PixelBook Go Tech Specs
The Pixelbook Go’s processor comes in m3, and (8th generation) Intel Core i5 and Intel Core i7 variants. We’d usually recommend against picking up an m3 processor for Windows laptops, but on Chromebooks, it’s not really an issue, given how less demanding these devices are. Any of these will have you zipping along. But, if you like to juggle multiple apps and tabs, then go for either the i5 or i7.
Storage starts at 64GB and goes up to 256GB. Traditionally with laptops, we’d tell you that the onboard storage isn’t a huge concern, as most allow you to expand space cheaply with an SD card slot. Sadly, not so the Go, so think carefully about how much you’re planning to save to the device before you buy. Of course, the idea behind Chromebooks is to save everything to the cloud, but there are plenty of people out there who prefer physical storage solutions.
While you’ll need to spend some serious coin for the 4K display, the standard 13.3-inch Full HD models are at least nice and clear, with excellent brightness levels, making the Go a good option no matter what sort of light you’re working in. The touchscreen is responsive too, and feels natural to use.
We’re not necessarily convinced by the bumpy undercarriage, but we do appreciate the two rubber feet, designated as strips that run parallel for the length of the device. These strips keep it stable and stuck firmly to the surface you’re working on.
We’re not necessarily convinced by the bumpy undercarriage, but we do appreciate the two rubber feet
Google Pixelbook Go Drawbacks
Despite the price tag of the Pixelbook Go, there are some elements of the design that don’t quite work as well as they could. Our main gripe about the Pixelbook Go is the keyboard, which doesn’t reflect the cost of the device.
While the keys are responsive and presses feel accurate, it’s plasticky, and the whole thing feels like someone has gone overboard with a can of polish. Our fingers easily slid around on its ultra-smooth surface, meaning that our accuracy wasn’t quite as good as we would want it to be. The touchpad suffered a similar issue. It may be that with a little use this issue resolves itself, but certainly our initial impressions were not great.
The whole thing feels like someone has gone overboard with a can of polish
We would have liked to have seen a few more ports on the Go. You get two USB-C ports and a headphone jack, but nothing else. No SD card slot, as we mentioned. With one of those USB-C ports occupied while charging, you’re really looking at just one available port.

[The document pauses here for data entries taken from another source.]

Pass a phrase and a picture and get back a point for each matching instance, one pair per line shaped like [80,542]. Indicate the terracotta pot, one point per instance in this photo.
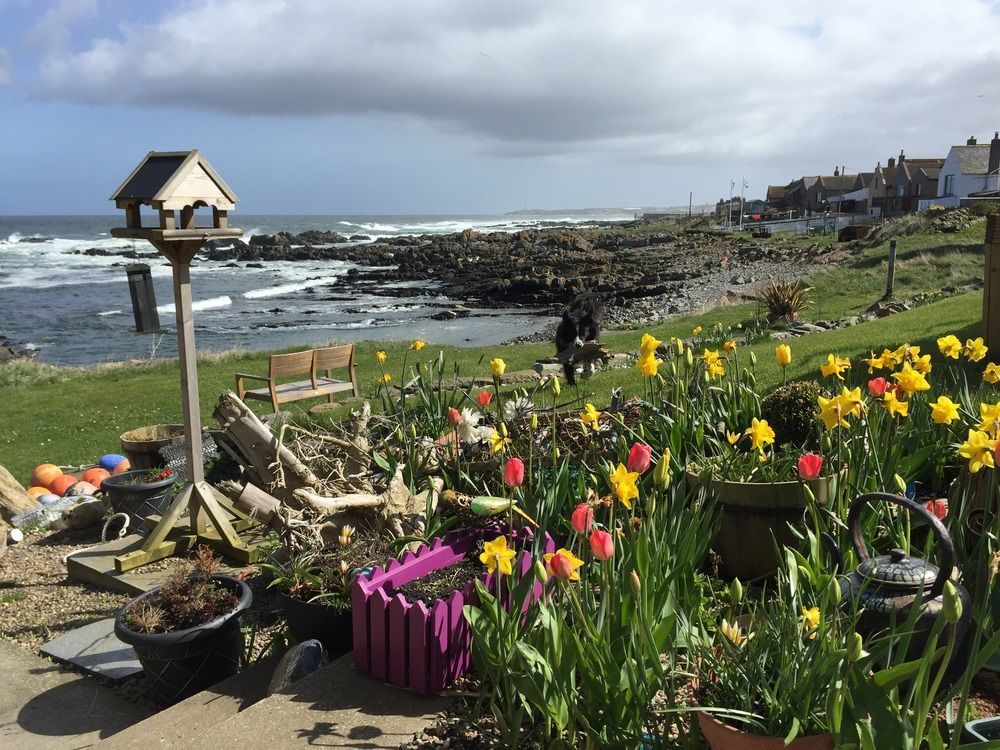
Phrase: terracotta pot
[722,736]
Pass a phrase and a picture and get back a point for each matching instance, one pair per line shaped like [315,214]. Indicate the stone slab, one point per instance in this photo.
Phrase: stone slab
[334,707]
[96,650]
[43,706]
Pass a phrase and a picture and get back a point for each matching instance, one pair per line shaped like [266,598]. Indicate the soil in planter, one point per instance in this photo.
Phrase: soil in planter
[439,584]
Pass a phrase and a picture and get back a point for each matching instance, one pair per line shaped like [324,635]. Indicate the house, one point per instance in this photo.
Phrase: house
[967,171]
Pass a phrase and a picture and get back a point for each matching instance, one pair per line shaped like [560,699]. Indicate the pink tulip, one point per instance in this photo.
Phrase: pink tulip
[810,465]
[513,472]
[938,507]
[602,545]
[582,518]
[877,386]
[640,458]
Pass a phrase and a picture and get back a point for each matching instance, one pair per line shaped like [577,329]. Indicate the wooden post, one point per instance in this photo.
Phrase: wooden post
[991,283]
[890,278]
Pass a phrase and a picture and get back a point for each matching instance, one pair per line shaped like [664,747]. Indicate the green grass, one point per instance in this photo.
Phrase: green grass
[72,416]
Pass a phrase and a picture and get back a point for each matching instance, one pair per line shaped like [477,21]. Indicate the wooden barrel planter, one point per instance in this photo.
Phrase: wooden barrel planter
[755,519]
[141,446]
[421,646]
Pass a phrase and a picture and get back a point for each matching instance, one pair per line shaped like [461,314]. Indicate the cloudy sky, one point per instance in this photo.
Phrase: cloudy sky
[468,106]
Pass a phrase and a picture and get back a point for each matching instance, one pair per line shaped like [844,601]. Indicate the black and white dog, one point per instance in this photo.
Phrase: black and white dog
[581,323]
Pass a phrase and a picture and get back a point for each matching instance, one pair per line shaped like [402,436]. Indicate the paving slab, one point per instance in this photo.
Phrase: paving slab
[95,649]
[46,707]
[334,707]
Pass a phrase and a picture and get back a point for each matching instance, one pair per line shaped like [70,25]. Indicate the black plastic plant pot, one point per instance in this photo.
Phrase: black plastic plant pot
[331,626]
[126,494]
[184,662]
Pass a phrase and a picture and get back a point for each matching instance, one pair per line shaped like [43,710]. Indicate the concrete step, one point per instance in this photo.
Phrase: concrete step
[174,727]
[334,707]
[46,707]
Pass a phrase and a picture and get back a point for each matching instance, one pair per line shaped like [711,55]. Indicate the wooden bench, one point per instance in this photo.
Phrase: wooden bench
[295,365]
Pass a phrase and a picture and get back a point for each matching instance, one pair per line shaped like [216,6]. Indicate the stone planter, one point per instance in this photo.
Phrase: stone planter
[422,646]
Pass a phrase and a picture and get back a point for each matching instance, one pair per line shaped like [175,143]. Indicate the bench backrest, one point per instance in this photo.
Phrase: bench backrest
[290,365]
[334,357]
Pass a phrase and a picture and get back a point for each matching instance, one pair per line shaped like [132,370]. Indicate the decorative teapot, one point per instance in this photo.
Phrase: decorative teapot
[886,587]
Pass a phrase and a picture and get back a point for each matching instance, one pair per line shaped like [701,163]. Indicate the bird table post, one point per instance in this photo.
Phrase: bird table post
[171,181]
[991,284]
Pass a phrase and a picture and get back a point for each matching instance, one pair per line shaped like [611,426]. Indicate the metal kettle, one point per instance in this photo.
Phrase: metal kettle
[888,586]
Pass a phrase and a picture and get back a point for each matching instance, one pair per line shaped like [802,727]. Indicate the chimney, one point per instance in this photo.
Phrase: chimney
[994,163]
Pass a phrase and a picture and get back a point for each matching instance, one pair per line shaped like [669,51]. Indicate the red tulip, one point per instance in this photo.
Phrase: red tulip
[877,386]
[640,458]
[582,518]
[938,507]
[602,545]
[810,465]
[513,472]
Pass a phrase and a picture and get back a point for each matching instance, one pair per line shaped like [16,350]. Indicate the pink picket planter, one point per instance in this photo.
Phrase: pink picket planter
[415,645]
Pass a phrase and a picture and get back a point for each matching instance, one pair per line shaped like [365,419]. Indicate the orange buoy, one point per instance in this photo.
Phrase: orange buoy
[45,474]
[62,484]
[95,476]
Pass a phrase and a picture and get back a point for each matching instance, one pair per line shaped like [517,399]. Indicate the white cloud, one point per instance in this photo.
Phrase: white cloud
[638,78]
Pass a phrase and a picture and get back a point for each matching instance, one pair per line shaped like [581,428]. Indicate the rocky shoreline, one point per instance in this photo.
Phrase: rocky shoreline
[642,276]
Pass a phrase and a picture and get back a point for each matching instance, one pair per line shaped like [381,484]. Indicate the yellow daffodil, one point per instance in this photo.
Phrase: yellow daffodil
[649,366]
[893,405]
[950,346]
[835,366]
[810,620]
[978,449]
[563,564]
[975,349]
[497,555]
[590,415]
[944,410]
[910,380]
[648,345]
[989,418]
[732,632]
[623,484]
[499,440]
[991,374]
[761,434]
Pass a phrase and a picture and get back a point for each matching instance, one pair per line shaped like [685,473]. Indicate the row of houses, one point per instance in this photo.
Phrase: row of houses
[969,173]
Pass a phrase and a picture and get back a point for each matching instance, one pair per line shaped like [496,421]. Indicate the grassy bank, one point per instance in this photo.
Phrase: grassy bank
[71,416]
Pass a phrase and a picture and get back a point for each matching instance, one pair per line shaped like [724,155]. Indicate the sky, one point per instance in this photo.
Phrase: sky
[465,106]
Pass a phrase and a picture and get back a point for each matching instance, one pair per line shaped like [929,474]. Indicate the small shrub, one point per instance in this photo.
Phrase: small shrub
[791,412]
[784,299]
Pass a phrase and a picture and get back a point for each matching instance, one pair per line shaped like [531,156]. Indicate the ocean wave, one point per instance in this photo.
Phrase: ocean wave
[212,303]
[284,289]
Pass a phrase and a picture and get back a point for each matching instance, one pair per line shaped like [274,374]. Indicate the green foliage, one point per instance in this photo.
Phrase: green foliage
[791,411]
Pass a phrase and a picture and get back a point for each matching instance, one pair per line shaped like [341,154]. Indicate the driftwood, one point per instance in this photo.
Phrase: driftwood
[14,498]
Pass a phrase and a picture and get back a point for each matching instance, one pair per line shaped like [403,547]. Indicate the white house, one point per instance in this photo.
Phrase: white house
[969,169]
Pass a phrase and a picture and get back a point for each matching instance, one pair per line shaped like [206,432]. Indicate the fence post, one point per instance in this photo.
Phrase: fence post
[890,278]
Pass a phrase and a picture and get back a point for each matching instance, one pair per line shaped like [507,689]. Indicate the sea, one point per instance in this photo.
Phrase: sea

It’s probably fair to say that nobody comes to a Chromebook expecting to be blown away by the audio. The Go does a fairly middling job in this department, with the stereo speakers offering a serviceable facsimile of audio that gets it done, but not much else. Fine for the odd YouTube video, but for those long Netflix or Spotify sessions, bring your headphones.
Google Pixelbook Go Verdict
The Pixelbook Go is a good device that offers Chromebook fans a powerful experience at a slightly cheaper price than its predecessor, at the cost of some of the more interesting features. If that appeals, then you won’t regret the decision to pick one up.
However, during our time with the Pixelbook Go, we just couldn’t shake the niggling comparisons from our heads, wistfully lamenting each missing feature as if it were the perfect ex-partner whom we’d let slip away. Yes, on paper, the Go is slightly more powerful than the Pixelbook, and battery life is improved. When it comes to pretty much everything else, though, the Pixelbook pips it.
It’s worth shopping around before you pick up the Go. While Google has discontinued the Pixelbook, they’re still available from retailers, and if you can find one at a discount, we think it’ll be a better buy for your buck.
Is this Pixelbook Go a good Chromebook? Yes, undoubtedly. Is it the best Chromebook? No – the older Pixelbook still retains that crown.